Some may hear this and interpret it as going door-to-door with tracts, and that is fine. That is their calling. But it seems to me that while Jesus was very specific about the necessity to make disciples, to make them in every nation and to do so through baptism and teaching, the means was not necessarily spelled out. If we want to understand how to make disciples, perhaps we need to look at how Jesus made disciples.
Yes, much to my introverted soul’s horror, he called strangers. He walked up to fishermen and said,
But he also talked to people. He healed them. He sat at table with them. He ate with outcasts and outsiders. He listened to them. He touched the untouchables and he broke the barriers between who was welcome and who was not. He even let children come to him and blessed them – something that other rabbis may not have had time for. Jesus loved people. Jesus created relationships with people. He made God’s love real and visible and tangible to the most broken and hurting. He invited any and all to sit at table with him, and he embodied the truth that love is not a limited, finite resource. The more love is given the more love grows.
Jesus was God’s living, breathing, walking, talking embodiment of love in the world.
Jesus, God’s love in the world, sent the disciples, that ragged, motley crew, out … out into the world to love others, to welcome others, to invite others to the table, to call all of God’s broken and beautiful people to hear the Good News of the gospel, to teach them, to baptize them in the name of the Father, the Son and the Holy Spirit.
In just a few minutes, we will baptize little Bailee. This is the beginning, the first step of her journey of discipleship.
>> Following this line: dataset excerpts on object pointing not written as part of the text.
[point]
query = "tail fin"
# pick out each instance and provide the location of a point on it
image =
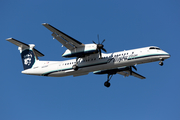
(29, 54)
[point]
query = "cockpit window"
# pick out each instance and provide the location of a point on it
(151, 48)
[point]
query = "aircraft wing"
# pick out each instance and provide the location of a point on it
(127, 73)
(67, 41)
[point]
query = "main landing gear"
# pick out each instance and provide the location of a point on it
(75, 66)
(161, 62)
(107, 83)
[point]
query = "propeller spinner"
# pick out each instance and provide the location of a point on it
(100, 47)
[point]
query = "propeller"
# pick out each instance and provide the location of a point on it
(100, 46)
(130, 69)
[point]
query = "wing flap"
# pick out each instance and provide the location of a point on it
(126, 73)
(21, 44)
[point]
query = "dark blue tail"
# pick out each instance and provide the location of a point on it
(28, 58)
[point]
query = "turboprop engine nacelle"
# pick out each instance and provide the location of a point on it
(82, 51)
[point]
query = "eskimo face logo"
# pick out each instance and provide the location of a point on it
(27, 59)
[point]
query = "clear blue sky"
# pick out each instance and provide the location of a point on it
(125, 25)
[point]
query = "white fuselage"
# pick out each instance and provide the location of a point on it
(93, 63)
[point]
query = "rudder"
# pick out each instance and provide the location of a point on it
(29, 54)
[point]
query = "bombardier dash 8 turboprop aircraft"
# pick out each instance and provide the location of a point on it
(89, 58)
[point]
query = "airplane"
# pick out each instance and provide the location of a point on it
(88, 58)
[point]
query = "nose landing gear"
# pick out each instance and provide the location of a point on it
(107, 83)
(161, 62)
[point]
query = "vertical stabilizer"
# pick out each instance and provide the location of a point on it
(29, 54)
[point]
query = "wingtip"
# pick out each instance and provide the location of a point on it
(45, 24)
(9, 39)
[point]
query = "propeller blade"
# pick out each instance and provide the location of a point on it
(94, 42)
(103, 41)
(130, 69)
(98, 39)
(104, 49)
(100, 53)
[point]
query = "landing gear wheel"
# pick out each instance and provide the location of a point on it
(107, 84)
(75, 67)
(161, 63)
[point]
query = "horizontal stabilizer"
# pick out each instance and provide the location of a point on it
(23, 45)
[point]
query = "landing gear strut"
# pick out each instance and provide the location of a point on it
(107, 83)
(161, 62)
(75, 66)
When I met with her parents this week, we talked about what it means to baptize babies, and I said that one of the main reasons we do this as Presbyterians is because we believe that God’s grace works in our lives whether we realize it or not. This is true for us as babies, children, and as adults. God’s grace works in our lives whether we know it or not.
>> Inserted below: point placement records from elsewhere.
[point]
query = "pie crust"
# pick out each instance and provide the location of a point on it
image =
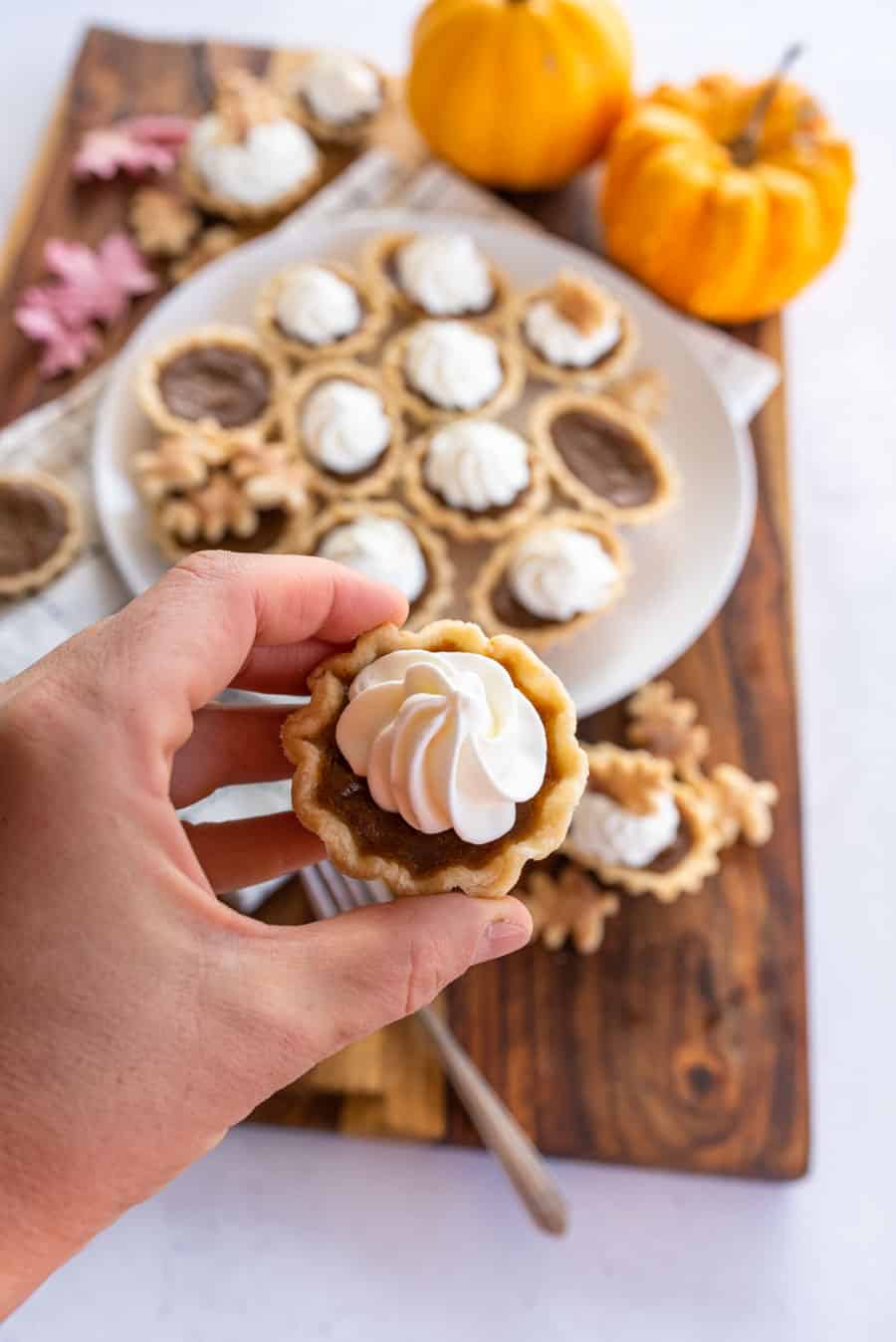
(377, 478)
(414, 866)
(545, 633)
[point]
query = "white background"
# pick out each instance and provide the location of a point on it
(304, 1236)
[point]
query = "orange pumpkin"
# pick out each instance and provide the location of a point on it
(726, 197)
(520, 93)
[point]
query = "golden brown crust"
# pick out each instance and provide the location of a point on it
(386, 466)
(375, 262)
(33, 580)
(328, 686)
(424, 411)
(373, 321)
(234, 337)
(493, 570)
(593, 378)
(458, 523)
(435, 552)
(548, 408)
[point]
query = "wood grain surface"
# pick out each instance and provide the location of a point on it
(683, 1043)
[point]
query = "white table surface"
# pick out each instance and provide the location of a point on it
(292, 1234)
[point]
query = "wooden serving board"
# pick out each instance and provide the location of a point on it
(683, 1043)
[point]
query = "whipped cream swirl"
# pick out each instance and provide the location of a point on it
(273, 160)
(339, 88)
(560, 342)
(445, 740)
(603, 829)
(344, 425)
(476, 465)
(318, 307)
(454, 366)
(384, 548)
(560, 571)
(445, 274)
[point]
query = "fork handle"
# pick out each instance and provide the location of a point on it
(499, 1130)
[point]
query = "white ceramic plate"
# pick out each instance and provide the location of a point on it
(684, 565)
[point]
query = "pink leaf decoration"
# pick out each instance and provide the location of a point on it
(135, 145)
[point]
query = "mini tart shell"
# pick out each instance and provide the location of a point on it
(687, 876)
(549, 633)
(462, 524)
(616, 362)
(435, 552)
(425, 411)
(234, 337)
(348, 131)
(382, 473)
(373, 321)
(33, 580)
(548, 408)
(567, 766)
(236, 211)
(375, 263)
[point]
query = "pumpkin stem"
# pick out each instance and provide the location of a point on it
(745, 146)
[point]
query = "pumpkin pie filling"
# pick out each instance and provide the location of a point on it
(221, 382)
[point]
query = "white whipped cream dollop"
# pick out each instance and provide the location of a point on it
(445, 740)
(273, 160)
(476, 465)
(382, 548)
(344, 425)
(560, 342)
(339, 88)
(602, 828)
(445, 274)
(560, 571)
(452, 365)
(317, 307)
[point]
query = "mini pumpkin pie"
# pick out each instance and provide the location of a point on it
(563, 571)
(217, 380)
(388, 544)
(41, 531)
(248, 160)
(339, 96)
(441, 370)
(437, 276)
(436, 761)
(346, 428)
(602, 456)
(574, 333)
(318, 311)
(475, 479)
(640, 829)
(255, 502)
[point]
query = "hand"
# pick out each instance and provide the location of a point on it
(139, 1017)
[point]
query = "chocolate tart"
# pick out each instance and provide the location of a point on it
(217, 380)
(354, 131)
(371, 479)
(374, 316)
(41, 531)
(370, 843)
(379, 265)
(690, 858)
(490, 524)
(593, 376)
(494, 605)
(429, 412)
(440, 571)
(603, 458)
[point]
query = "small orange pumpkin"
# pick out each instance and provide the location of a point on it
(726, 197)
(520, 93)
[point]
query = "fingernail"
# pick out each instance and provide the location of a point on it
(501, 938)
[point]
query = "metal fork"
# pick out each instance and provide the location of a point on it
(331, 893)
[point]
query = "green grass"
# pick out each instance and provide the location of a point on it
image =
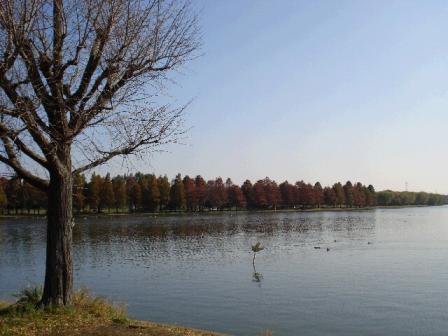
(24, 318)
(86, 316)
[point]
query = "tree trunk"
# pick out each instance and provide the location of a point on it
(59, 269)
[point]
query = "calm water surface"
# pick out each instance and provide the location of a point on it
(196, 270)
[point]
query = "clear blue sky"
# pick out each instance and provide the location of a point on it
(316, 90)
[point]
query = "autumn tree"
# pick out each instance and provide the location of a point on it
(339, 192)
(14, 194)
(107, 196)
(177, 194)
(330, 198)
(190, 193)
(79, 184)
(152, 193)
(3, 199)
(201, 191)
(134, 193)
(164, 190)
(288, 194)
(216, 193)
(94, 192)
(348, 193)
(236, 197)
(120, 194)
(248, 192)
(318, 194)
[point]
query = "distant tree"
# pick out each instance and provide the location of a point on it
(318, 194)
(134, 193)
(216, 193)
(94, 191)
(248, 192)
(236, 197)
(348, 193)
(120, 194)
(259, 195)
(272, 192)
(370, 195)
(14, 194)
(3, 199)
(190, 193)
(153, 193)
(359, 195)
(164, 190)
(288, 192)
(177, 194)
(201, 191)
(330, 196)
(340, 195)
(79, 198)
(107, 196)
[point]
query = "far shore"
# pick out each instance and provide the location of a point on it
(216, 212)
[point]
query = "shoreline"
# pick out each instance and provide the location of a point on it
(87, 323)
(220, 212)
While I may not always recognize God’s grace in the moment, what I do know is that the times I have experienced God’s grace, God’s love, God’s care most profoundly is through other people. When I have felt the healing hands of Christ, it has been through the hand of someone else holding mine. When I have experienced the courage and strength of the Holy Spirit, it has been through the witness of someone else encouraging me, pushing me, and challenging me.
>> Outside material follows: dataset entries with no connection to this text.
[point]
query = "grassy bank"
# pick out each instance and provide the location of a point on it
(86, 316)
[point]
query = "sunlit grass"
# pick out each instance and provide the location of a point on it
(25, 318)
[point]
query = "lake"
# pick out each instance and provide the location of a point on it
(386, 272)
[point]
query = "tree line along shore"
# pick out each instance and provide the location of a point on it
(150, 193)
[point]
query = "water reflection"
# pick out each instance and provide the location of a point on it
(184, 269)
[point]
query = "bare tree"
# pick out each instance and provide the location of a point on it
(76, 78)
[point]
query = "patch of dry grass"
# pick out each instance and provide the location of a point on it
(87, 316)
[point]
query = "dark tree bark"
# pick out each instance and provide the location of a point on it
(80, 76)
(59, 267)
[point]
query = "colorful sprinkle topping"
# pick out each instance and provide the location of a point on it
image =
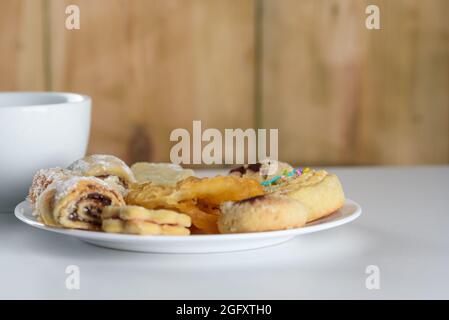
(285, 175)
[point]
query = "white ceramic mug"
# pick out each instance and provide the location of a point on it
(38, 130)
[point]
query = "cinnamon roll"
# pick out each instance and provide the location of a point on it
(77, 203)
(43, 178)
(111, 169)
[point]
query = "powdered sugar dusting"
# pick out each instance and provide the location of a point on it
(64, 187)
(43, 178)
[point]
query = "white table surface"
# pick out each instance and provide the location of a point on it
(404, 230)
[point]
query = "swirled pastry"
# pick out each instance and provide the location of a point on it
(109, 168)
(141, 221)
(262, 171)
(76, 202)
(320, 192)
(262, 213)
(43, 178)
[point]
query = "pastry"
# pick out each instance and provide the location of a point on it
(262, 171)
(76, 202)
(114, 171)
(43, 178)
(262, 213)
(138, 220)
(320, 192)
(160, 173)
(198, 198)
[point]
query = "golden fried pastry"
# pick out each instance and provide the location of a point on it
(43, 178)
(262, 171)
(160, 173)
(198, 198)
(219, 189)
(262, 213)
(141, 221)
(320, 192)
(76, 202)
(203, 221)
(109, 168)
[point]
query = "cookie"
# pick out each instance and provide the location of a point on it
(320, 192)
(141, 221)
(262, 213)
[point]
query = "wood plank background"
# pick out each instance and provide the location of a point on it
(338, 93)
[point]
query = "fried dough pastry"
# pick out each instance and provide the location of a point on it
(219, 189)
(160, 173)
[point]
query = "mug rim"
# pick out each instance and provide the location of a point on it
(72, 98)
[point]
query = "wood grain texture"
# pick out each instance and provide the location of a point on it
(153, 66)
(342, 94)
(21, 45)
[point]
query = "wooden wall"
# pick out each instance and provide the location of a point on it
(339, 93)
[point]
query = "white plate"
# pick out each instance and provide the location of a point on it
(195, 243)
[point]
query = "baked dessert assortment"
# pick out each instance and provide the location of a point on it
(101, 193)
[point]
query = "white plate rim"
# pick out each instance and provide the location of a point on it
(315, 226)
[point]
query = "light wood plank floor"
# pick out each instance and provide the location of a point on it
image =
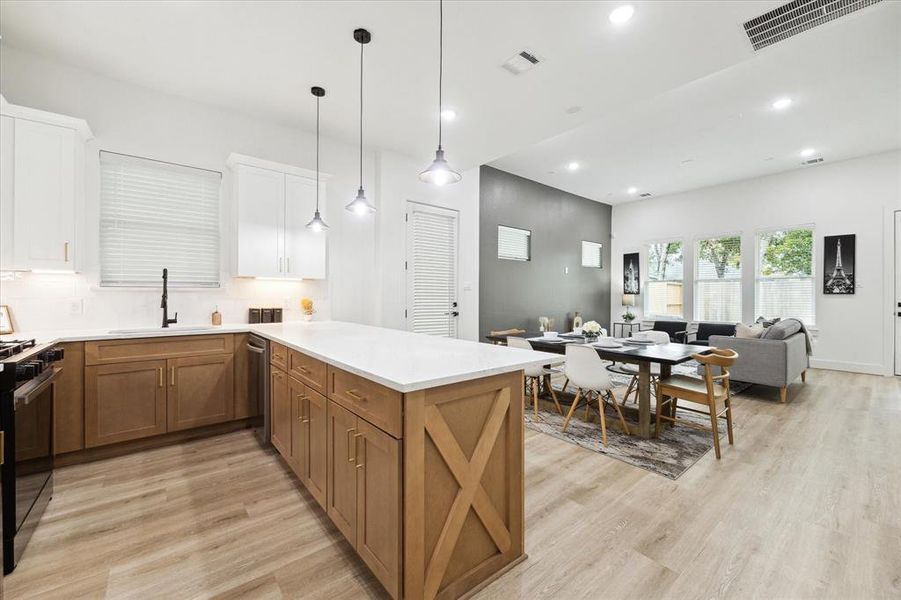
(807, 504)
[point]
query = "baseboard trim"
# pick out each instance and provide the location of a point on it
(837, 365)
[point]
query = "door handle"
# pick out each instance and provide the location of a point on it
(350, 458)
(356, 454)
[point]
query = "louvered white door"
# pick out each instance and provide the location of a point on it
(432, 238)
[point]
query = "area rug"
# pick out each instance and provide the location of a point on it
(670, 455)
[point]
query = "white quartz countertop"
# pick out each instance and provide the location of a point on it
(401, 360)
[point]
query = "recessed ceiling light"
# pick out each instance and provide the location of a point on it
(781, 103)
(621, 15)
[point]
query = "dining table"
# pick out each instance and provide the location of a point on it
(643, 356)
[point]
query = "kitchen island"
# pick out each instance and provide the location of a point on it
(412, 445)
When we make our promises to Bailee and her parents to love and encourage them with our prayers and witness, we are also promising to try and be expressions of God’s love for Bailee in this world. We are promising to help her grow in faith, courage, hope, and love. These are no small promises. They are not lightly made. We make these promises to this beautiful and uniquely wonderful child of God so that she will grow in her own relationship with God, and also that one day she will heed these words in Matthew’s gospel to go out, to welcome others to the table, to make disciples of all nations.
But perhaps most importantly today, what we give to Bailee is the good news that we also remember and joyfully claim for ourselves; no matter what, no matter where we are called, no matter where we are sent, no matter how narrow the way or how rocky the path, Jesus the Christ is with us always to the end of the age. Jesus the Christ is with Bailee and with us always. Always. Always. Yay!
Let all of God’s children say, “Alleluia!” Amen.